FROM ONE SECOND TO THE NEXT is a short film that gives a voice to a handful of people whose lives have been changed by texting and driving. Directed by Werner Herzog and presented in conjunction with wireless providers AT&T, Verizon, Sprint, and T-Mobile, the documentary compiles interviews with victims and perpetrators of four devastating accidents in which texting behind the wheel was a factor. For young Xzavier, a driver's distraction sentenced him to paralysis and life on a ventilator; for Debbie, it robbed her of her independence, her ability to communicate, and the right to work at a job she loved. Two of the incidents involved multiple fatalities, and in those cases, the perpetrators talk about the horrors of living with the guilt of what they did.
Is it any good?
Texting and driving. We're bombarded with cautionary messages about the dangers every day, but do we really grasp the gravity of the issue? Particularly for teens, who were raised in our hyper-connected culture, the concept of a daily behavior like texting being dangerous is easily dismissed. Enter From One Second to the Next, a gripping tribute to not only the lethal risks texting behind the wheel poses but also to some of the victims it's already claimed, including, to some degree, the errant drivers. Their stories are painful to watch (have some tissues handy), but they drive home an essential message in a way no 30-second ad or two-dimensional billboard ever could.

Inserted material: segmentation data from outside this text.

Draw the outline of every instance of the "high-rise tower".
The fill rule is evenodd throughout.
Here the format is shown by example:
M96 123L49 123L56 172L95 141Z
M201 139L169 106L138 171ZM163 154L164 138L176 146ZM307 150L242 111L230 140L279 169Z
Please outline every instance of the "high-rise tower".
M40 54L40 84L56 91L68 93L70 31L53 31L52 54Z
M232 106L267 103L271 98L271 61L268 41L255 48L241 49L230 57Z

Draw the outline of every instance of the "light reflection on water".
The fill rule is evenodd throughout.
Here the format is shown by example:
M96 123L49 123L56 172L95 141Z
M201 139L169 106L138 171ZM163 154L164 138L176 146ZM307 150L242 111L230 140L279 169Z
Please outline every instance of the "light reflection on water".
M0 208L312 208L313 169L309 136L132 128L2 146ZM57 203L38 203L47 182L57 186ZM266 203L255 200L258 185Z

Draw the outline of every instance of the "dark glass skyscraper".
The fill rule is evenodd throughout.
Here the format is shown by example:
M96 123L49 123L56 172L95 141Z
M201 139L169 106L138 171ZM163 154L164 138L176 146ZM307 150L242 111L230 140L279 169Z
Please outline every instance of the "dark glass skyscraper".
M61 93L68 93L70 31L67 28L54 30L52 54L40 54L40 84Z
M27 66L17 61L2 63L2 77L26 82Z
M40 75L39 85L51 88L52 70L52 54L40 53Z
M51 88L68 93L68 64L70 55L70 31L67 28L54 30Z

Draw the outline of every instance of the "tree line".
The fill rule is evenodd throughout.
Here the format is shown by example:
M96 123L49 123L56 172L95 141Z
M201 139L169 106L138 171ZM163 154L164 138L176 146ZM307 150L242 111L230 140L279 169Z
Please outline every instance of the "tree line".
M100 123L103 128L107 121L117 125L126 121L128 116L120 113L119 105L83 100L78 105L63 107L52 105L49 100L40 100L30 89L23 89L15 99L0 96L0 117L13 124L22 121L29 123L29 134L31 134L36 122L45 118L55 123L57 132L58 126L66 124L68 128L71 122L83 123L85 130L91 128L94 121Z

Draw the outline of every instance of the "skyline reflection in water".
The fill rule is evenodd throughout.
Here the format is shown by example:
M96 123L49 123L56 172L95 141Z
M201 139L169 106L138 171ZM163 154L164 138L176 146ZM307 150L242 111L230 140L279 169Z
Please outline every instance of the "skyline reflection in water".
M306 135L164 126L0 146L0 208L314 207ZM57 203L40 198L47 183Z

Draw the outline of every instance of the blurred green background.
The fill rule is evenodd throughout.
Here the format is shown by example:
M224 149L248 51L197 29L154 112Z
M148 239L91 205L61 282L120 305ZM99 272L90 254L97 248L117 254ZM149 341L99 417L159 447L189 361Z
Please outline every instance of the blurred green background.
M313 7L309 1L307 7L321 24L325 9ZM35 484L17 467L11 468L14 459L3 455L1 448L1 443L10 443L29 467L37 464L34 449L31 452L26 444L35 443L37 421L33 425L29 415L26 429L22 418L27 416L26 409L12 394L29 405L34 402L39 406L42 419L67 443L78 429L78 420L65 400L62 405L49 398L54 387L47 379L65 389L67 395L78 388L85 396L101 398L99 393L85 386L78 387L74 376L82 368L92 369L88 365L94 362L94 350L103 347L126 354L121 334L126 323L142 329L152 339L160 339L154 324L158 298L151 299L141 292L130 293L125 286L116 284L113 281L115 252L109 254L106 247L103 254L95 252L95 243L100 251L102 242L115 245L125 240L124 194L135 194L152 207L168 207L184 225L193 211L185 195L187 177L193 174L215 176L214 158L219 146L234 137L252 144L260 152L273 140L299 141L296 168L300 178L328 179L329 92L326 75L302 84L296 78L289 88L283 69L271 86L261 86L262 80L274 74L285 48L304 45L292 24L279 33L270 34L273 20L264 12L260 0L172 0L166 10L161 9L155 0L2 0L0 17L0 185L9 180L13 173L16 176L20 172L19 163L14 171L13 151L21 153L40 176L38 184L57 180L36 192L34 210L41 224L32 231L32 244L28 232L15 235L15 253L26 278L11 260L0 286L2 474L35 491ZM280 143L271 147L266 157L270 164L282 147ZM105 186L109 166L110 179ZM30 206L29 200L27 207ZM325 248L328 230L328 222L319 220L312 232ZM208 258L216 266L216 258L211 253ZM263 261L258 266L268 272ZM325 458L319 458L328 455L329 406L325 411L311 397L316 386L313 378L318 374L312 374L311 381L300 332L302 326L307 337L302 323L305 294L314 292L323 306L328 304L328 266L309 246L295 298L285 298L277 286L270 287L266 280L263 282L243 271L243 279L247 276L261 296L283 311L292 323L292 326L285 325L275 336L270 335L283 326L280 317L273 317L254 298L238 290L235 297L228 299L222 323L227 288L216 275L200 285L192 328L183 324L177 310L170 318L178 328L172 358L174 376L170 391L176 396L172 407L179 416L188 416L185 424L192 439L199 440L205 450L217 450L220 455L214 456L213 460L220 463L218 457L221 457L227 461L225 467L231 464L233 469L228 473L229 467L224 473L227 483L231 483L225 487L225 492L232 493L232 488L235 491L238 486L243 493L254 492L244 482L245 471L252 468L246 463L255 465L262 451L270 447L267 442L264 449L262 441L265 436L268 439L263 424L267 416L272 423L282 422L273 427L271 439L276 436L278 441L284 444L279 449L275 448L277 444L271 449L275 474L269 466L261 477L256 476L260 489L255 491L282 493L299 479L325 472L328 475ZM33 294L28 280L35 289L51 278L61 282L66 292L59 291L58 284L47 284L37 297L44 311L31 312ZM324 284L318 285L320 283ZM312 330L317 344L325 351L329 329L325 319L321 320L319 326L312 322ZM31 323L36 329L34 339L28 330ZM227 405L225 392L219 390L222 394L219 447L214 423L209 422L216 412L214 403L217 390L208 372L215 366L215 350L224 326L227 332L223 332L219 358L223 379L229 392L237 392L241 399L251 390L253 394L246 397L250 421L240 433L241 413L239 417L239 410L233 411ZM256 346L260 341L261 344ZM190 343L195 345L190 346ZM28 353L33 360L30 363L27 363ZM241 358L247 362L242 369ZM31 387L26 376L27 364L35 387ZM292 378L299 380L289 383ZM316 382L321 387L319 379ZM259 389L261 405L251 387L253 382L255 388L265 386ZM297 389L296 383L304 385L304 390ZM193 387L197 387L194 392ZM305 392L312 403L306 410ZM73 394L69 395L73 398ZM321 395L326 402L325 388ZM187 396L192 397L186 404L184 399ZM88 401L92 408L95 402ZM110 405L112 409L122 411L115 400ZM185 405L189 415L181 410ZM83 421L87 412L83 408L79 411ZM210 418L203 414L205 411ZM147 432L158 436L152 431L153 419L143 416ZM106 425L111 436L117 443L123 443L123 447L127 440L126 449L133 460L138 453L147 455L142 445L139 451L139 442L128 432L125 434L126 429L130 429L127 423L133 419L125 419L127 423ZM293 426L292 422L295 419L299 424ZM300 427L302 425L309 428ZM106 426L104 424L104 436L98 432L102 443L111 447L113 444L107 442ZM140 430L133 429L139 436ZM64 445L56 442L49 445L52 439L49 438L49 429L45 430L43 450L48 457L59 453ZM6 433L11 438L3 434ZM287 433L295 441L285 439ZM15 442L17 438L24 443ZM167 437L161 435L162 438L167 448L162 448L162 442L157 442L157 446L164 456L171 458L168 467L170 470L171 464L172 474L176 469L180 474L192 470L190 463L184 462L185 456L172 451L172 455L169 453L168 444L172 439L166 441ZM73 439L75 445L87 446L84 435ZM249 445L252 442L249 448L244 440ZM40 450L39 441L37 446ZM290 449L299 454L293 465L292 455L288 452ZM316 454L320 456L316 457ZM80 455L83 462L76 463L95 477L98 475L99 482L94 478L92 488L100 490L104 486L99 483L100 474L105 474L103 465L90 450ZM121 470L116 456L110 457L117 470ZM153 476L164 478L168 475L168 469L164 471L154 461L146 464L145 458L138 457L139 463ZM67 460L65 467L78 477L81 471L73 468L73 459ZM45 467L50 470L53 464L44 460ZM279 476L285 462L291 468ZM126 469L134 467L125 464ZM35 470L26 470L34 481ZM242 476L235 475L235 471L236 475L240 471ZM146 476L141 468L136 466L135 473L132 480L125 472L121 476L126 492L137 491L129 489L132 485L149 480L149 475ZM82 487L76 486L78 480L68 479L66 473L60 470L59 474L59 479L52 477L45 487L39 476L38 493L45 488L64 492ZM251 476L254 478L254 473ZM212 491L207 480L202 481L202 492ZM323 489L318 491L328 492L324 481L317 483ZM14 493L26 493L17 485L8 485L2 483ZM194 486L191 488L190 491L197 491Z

Public service announcement aside, this relatively short documentary is a masterful example of filmmaking, which is why it's very difficult to shut it off or even turn away from screen prematurely. In the absence of background music or narrative, emotional accounts from victims and their families –- as well as responding officers and the perpetrators themselves –- build tension to a breaking point. No effort is made to doctor the content or fill in lengthy pauses in victims' accounts because it's just not necessary; these harrowing tales are more dramatic than any fictionalized version could be, and there's no avoiding the crucial message they drive home.
Families can talk about...
Families can talk about the prevalence of texting behind the wheel. How often do you see people on the road using their phones? How does it distract their concentration? Why is it such a temptation?
Some experts have likened it to drinking and driving. Do you think that's a fair assessment? Is this an issue that's more common in teen drivers, or does it cross the age divide?
Teens: Are you guilty of this behavior? Have you ever been a passenger in a car whose driver was texting? Were you aware of the risks? Could you speak up about it around your friends?
Use this film to start a dialogue with your teens about rights and responsibilities. Is driving a right or a responsibility? What responsibilities do you have as the operator of a vehicle? What repercussions do you face when you shirk on your duties? Make the pledge together to put away your phones behind the wheel.